On first encounter, the almost 28-foot-long Cherokee Six appears quite a substantial aircraft for a single, and looks almost too long for the relatively stubby 32.8-foot slab wings. These are twin-sparred, and attached to the fuselage through an integral carry-through box spar, with further attachment points for the rear spar and an auxiliary front spar. The airfoil section is a laminar flow NACA 654-415, with its maximum thickness 40 percent aft of the leading edge.
The wings contain four fuel tanks with a total capacity of around 84 U.S. gallons, divided between two main (and easily removable) wing tanks and two resin-impregnated fiberglass tiptanks, each containing 25 and 17 U.S. gallons respectively. The tiptanks aren’t like those of a Cessna 310 or 340; rather, they form part of an ordinary-looking rounded wingtip.
The manual gives the interesting (and reassuring) information that the fuel in each tank is useable down to the last pint.
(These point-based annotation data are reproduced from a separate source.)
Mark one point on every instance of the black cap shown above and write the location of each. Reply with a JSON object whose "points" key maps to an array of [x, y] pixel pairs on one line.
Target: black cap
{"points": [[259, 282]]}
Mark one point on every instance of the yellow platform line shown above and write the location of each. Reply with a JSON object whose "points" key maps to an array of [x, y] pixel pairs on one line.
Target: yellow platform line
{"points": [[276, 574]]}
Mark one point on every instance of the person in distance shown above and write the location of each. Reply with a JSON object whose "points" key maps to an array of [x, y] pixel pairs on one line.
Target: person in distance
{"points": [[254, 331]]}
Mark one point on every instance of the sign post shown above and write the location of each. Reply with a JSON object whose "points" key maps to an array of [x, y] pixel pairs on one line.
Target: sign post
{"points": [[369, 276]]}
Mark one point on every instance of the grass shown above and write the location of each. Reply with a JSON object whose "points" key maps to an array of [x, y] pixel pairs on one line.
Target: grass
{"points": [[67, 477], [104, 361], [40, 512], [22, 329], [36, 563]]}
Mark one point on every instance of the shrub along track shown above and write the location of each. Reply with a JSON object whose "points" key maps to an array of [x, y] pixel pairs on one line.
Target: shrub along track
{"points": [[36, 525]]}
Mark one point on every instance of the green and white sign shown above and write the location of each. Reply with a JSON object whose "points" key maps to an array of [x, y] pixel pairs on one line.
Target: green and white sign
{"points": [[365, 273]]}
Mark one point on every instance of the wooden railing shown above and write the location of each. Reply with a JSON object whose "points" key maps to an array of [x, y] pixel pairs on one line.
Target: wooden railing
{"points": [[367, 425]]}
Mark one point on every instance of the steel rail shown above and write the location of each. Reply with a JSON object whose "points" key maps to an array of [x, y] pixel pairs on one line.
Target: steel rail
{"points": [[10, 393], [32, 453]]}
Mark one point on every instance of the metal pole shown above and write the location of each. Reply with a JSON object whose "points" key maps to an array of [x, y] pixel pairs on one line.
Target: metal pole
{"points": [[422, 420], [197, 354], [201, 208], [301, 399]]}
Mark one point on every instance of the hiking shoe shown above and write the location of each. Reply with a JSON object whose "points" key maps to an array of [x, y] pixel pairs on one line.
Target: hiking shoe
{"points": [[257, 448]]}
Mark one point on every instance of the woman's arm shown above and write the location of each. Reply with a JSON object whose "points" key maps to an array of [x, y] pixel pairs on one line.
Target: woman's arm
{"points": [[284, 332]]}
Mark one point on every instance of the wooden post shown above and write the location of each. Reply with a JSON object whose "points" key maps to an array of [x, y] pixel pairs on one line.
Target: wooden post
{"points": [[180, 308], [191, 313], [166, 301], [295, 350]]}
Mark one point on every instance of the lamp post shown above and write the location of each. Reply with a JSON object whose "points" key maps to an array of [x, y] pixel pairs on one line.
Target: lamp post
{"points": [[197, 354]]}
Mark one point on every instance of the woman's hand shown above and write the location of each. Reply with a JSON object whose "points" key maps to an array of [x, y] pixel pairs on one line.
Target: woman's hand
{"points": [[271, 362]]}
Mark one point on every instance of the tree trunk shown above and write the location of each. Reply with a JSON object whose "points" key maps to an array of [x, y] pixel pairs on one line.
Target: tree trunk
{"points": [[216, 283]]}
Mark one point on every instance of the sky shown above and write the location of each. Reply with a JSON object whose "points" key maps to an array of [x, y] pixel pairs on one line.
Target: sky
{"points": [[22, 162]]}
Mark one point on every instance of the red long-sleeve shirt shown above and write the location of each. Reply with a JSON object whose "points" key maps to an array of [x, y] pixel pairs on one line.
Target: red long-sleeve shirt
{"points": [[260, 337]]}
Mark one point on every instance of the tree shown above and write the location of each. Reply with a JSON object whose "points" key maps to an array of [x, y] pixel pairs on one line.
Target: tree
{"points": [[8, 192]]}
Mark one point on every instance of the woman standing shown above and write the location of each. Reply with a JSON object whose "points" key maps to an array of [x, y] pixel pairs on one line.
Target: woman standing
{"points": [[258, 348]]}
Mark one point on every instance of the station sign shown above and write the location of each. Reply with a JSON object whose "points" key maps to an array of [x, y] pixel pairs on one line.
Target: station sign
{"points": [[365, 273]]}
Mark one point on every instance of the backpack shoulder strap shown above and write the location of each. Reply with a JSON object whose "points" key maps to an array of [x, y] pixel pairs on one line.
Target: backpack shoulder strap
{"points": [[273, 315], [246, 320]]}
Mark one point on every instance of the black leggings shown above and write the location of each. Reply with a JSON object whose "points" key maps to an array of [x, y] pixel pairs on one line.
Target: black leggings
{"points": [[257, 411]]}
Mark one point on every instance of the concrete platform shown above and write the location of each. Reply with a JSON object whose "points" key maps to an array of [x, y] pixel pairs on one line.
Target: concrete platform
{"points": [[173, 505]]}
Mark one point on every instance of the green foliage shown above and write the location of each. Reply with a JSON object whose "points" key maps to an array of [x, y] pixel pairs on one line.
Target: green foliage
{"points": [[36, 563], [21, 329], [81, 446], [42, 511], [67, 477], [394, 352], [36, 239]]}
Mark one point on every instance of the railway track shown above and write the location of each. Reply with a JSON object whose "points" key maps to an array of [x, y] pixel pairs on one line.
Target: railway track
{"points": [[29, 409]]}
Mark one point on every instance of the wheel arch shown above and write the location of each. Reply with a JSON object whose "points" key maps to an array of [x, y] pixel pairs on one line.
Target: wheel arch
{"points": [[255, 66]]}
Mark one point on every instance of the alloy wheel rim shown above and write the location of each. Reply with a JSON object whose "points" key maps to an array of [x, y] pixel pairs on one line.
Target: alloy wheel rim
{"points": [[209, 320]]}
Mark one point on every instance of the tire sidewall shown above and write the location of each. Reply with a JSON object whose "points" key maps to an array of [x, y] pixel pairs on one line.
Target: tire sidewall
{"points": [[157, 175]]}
It is fed through a large and clearly-marked five-position (four tanks, plus “off”) fuel selector mounted below the power quadrant in the cockpit, then routed through a Bendix RSA-5 fuel injection device that supplies the Lycoming via a clever system which measures airflow, and uses the resulting information to operate a servo valve and accurately regulate fuel flow.
This makes it possible to maintain metering pressure above vapor-forming altitudes, at the same time requiring a fuel inlet pressure sufficiently low that a normal diaphragm fuel pump can be used. All this means that cockpit workload is simplified, leaving the pilot only to regularly monitor and select the appropriate fuel tank to keep the aircraft in lateral trim during long flights.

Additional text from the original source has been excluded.